INTERFACE

La journée se termine. Journée pleine, lourde, parfois tendue, mais journée habituelle de consultations, visites,  et journée Médicale surtout.  Elle veut s’échapper, je l’ai  bien trop longtemps retenue.

L’ordinateur finit de transmettre les feuilles de soin, le calme s’est installé dans la salle d’attente, puis dans la salle de soins, et enfin dans le bureau.
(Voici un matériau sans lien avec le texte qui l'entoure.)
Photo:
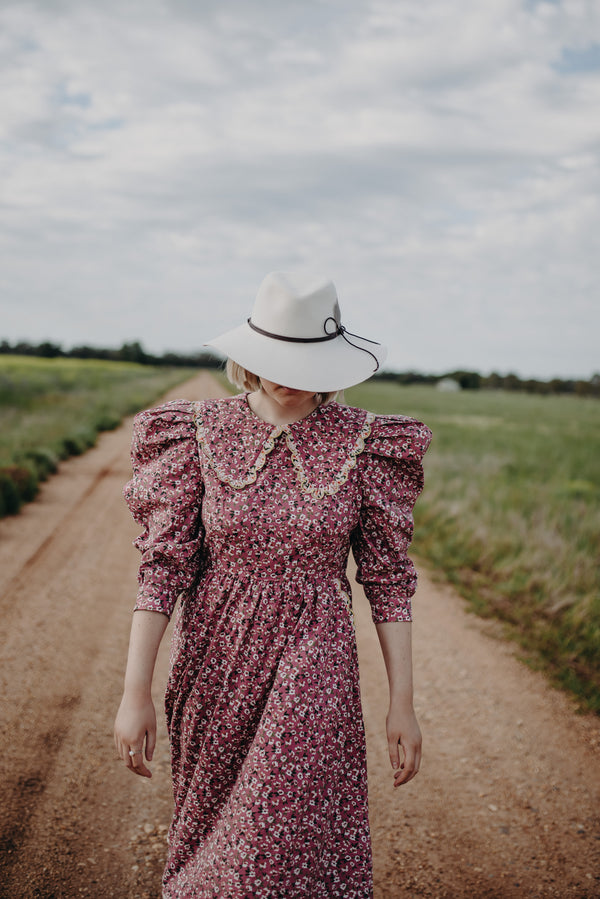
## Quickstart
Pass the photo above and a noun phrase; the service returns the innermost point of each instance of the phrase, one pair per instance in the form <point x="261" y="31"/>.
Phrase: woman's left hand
<point x="404" y="742"/>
Sur le bureau, des papiers, des notes, des choses à faire, à lire, à scanner, à mémoriser pour la prochaine fois. Les mains se lavent, machinalement, sans hâte, pour rompre             avec le rythme soutenu des heures précédentes, et l’esprit s’envole.

Combien de peaux touchées, combien de ventres et de cous palpés ; combien de cœurs et de poumons écoutés… Combien d’histoires, de sous-entendus, de partages de vies ; combien de négociations, de décisions, d’explications, de sourires, de froncements de sourcils, et de pincements de lèvres ?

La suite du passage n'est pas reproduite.